Two groundbreaking life insurance securitizations - done very quietly this summer - introduced a new asset class to eager investors and opened up exciting possibilities for future deals, sources said.

Although both contain life insurance-related receivables, the two hush-hush deals are significant for different reasons: One frees up the extra reserve companies are required to hold against term life policies under a new regulation known as Triple X. The other captures the arbitrage between annuities and long-term life insurance policies.

Both deals are believed to be the first of their kind.

Several more companies are said to be looking into similar transactions. So far, the would-be issuers have yet to overcome the daunting hurdles that kept life insurance from getting securitized before, observers said. But now that some innovators managed to crack the code, interest is expected to hit a crescendo.

The Triple X deal achieved a series of firsts, including being the only transaction so far to make use of new laws in South Carolina to facilitate insurance securitization.

Several sources said the Triple X regulation - which requires life insurance companies to hold substantially higher cash reserves on term life policies - looks particular promising as a spur for future deals. Many companies are feeling the pinch of constrained capital, and are looking for ways to free up that money. "That's really the hot area," one source said.

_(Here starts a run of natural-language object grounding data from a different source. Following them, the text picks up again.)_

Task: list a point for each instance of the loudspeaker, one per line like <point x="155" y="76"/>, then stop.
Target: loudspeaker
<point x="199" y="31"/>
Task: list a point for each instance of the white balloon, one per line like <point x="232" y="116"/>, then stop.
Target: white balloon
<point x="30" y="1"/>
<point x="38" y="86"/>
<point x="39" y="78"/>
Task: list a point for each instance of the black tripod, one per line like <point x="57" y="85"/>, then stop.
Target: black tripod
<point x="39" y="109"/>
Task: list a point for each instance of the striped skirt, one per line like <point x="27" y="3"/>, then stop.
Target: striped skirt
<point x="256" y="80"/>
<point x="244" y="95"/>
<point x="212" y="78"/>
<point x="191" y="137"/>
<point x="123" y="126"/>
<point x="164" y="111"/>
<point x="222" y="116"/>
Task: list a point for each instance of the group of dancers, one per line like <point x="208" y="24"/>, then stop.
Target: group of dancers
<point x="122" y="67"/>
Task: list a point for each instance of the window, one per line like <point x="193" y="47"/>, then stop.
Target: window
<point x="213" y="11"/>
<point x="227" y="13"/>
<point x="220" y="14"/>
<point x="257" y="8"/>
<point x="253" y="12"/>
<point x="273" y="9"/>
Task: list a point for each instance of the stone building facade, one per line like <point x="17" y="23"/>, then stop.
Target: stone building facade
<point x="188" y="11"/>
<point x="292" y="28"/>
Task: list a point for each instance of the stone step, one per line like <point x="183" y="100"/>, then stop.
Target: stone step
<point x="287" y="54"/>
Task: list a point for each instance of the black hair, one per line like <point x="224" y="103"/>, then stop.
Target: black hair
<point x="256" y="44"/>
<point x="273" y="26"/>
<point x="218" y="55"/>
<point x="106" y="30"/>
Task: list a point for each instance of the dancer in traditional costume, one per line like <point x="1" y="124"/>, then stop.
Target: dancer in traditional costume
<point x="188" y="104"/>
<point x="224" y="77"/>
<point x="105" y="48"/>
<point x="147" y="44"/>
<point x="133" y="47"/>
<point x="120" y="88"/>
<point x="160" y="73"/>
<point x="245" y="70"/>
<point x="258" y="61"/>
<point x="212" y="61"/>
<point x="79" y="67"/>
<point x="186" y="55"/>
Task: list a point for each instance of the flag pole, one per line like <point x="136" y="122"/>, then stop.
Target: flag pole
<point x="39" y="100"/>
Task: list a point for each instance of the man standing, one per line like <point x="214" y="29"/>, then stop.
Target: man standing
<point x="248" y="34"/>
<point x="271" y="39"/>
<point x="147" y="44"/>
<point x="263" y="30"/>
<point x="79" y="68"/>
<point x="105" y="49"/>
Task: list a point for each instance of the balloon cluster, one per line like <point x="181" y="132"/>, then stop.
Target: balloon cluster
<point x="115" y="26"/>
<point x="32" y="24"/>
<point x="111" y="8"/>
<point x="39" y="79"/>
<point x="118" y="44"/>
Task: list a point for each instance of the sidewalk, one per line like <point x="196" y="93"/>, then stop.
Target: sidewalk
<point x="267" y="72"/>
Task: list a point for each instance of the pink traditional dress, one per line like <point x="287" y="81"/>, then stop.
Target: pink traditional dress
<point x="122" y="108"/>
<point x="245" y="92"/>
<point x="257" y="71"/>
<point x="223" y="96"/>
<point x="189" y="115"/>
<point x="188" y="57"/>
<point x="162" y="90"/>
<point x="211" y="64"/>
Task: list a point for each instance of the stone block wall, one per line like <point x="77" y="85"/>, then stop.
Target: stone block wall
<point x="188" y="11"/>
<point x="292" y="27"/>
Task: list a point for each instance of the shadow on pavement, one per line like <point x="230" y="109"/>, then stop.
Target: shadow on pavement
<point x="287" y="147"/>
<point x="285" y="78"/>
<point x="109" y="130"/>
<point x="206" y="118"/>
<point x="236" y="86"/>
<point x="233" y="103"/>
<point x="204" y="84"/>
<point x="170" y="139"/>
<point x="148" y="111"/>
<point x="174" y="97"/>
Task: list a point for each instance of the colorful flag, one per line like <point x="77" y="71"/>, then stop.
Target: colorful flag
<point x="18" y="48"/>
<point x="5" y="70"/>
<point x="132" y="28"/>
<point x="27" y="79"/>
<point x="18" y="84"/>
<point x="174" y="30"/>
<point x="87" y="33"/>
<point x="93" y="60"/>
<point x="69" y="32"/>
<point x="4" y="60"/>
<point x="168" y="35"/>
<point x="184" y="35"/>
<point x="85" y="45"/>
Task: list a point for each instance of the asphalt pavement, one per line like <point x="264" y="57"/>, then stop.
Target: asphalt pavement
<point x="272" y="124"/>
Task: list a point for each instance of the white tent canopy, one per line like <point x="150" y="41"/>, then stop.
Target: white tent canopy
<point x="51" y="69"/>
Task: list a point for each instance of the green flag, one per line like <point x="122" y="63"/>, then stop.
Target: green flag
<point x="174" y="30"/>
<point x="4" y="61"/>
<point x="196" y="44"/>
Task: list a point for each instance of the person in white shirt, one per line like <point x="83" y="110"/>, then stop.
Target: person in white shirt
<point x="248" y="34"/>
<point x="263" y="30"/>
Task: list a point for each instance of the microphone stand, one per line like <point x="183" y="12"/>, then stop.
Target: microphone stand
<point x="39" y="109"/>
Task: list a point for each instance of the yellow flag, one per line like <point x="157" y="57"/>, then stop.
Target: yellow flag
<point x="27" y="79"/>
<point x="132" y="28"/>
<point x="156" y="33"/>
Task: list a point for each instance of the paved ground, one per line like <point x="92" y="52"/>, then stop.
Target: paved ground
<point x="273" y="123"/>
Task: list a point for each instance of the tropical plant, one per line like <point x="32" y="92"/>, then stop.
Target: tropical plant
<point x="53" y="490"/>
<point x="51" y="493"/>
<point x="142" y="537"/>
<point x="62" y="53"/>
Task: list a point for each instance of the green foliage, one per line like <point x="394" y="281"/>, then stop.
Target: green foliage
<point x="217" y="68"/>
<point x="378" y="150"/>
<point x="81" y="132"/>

First Colony Life Insurance Co., a subsidiary of GE Financial, is behind the first Triple X-related securitization. It is expected to be back with similar deals, perhaps annually.

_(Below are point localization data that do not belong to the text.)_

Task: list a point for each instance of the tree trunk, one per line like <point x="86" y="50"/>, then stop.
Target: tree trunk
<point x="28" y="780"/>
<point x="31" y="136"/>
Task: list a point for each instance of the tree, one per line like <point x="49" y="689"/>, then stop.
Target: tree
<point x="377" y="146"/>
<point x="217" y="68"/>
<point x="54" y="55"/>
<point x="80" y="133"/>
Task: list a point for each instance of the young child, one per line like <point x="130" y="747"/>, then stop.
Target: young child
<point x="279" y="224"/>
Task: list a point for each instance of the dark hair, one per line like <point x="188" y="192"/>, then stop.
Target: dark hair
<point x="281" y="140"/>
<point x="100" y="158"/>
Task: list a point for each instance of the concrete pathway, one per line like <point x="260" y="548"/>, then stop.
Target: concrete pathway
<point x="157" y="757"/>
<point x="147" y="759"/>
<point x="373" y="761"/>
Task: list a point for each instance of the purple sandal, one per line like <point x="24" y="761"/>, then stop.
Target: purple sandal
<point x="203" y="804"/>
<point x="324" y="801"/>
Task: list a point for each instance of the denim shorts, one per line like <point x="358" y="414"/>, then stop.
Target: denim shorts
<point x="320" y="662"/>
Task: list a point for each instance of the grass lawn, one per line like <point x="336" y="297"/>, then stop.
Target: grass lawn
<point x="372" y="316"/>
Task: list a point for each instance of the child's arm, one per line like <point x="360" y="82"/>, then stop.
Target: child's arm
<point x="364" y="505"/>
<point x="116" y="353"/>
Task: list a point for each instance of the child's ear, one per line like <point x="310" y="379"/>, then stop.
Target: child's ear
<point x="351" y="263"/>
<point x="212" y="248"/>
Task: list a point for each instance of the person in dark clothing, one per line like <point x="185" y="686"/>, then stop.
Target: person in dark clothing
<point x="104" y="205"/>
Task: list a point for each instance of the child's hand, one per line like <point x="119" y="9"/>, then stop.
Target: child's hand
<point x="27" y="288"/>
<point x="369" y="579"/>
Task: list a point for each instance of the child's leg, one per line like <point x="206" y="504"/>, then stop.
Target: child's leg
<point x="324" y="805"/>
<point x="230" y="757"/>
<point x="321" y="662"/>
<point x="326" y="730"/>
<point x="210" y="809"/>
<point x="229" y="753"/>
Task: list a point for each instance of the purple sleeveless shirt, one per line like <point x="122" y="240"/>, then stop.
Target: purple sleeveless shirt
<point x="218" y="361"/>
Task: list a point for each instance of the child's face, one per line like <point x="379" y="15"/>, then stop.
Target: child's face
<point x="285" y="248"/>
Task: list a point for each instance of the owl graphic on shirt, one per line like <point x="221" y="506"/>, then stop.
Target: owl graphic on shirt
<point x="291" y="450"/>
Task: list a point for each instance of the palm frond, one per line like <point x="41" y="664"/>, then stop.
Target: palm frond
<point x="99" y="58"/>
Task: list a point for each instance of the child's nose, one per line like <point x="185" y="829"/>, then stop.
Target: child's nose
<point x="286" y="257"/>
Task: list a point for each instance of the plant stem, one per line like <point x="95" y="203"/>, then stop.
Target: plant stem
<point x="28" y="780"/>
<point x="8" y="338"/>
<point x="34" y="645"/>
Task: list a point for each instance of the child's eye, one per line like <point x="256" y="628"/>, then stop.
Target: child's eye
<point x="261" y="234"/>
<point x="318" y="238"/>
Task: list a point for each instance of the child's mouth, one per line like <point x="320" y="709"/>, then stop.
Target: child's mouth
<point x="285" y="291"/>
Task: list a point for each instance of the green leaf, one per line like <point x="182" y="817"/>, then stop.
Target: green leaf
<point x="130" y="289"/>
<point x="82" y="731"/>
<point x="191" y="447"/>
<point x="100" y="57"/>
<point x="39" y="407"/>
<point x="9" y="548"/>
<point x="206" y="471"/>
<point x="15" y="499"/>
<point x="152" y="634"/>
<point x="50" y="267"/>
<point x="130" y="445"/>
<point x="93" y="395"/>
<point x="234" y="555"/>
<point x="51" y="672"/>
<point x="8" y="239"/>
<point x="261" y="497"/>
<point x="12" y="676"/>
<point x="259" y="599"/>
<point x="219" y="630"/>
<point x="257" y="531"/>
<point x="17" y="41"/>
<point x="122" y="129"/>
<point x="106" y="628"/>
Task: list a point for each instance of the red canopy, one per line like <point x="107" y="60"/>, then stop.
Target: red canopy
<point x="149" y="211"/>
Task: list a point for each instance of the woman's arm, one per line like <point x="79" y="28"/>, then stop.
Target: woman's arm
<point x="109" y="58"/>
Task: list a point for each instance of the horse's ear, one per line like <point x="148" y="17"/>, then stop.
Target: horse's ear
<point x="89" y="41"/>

River Lake Insurance Co., a special purpose company that First Colony set up in South Carolina, issued the senior unsecured notes. The $300 million deal, sold under Rule 144A, was oversubscribed when it came to market via Lehman Brothers in mid-July, sources said. It was rated triple-A, due to an Ambac wrap.

The other innovative deal in the life insurance sector this summer captured the arbitrage between long-term life insurance policies and annuities - Patron's Legacy 2003-1. The $232 million deal, reportedly in the works for two years, came to market in late July via UBS Warburg. It also was rated triple-A rated, with a maturity of about 50 years.

The sponsor is said to be Blue Water Capital, a Tennessee limited liability company. Also involved in the deal were AIG Life and Berkshire Hathaway.

The idea behind the arbitrage deal is that an insurer securitizes a portfolio of life insurance policies and uses the proceeds to purchase annuities. The cash flow from the annuities would be used to pay the insurance premiums, plus interest to noteholders, with the issuer capturing the excess.

But one problem is that payouts on life insurance require proof of death and payouts on annuities require proof of life. So if a person goes missing, with no proof of death, the life insurance won't pay out for seven years. However, because there is also no proof of life, the annuity might stop paying - which would then cause the life insurance to lapse. That seven-year gap is a serious hurdle to securitization.

Typically, the life insurance policies that companies want to securitize are for high net worth individuals. The pool of policyholders might be comprised of 30 to 100 people, so one person represents a substantial part of the portfolio.

The solution is gap insurance, which Patron's Legacy has. One source said, however, "Gap insurance is rare and expensive." And that challenge alone has been enough to prompt some interested companies to give up on arbitrage deals in the past.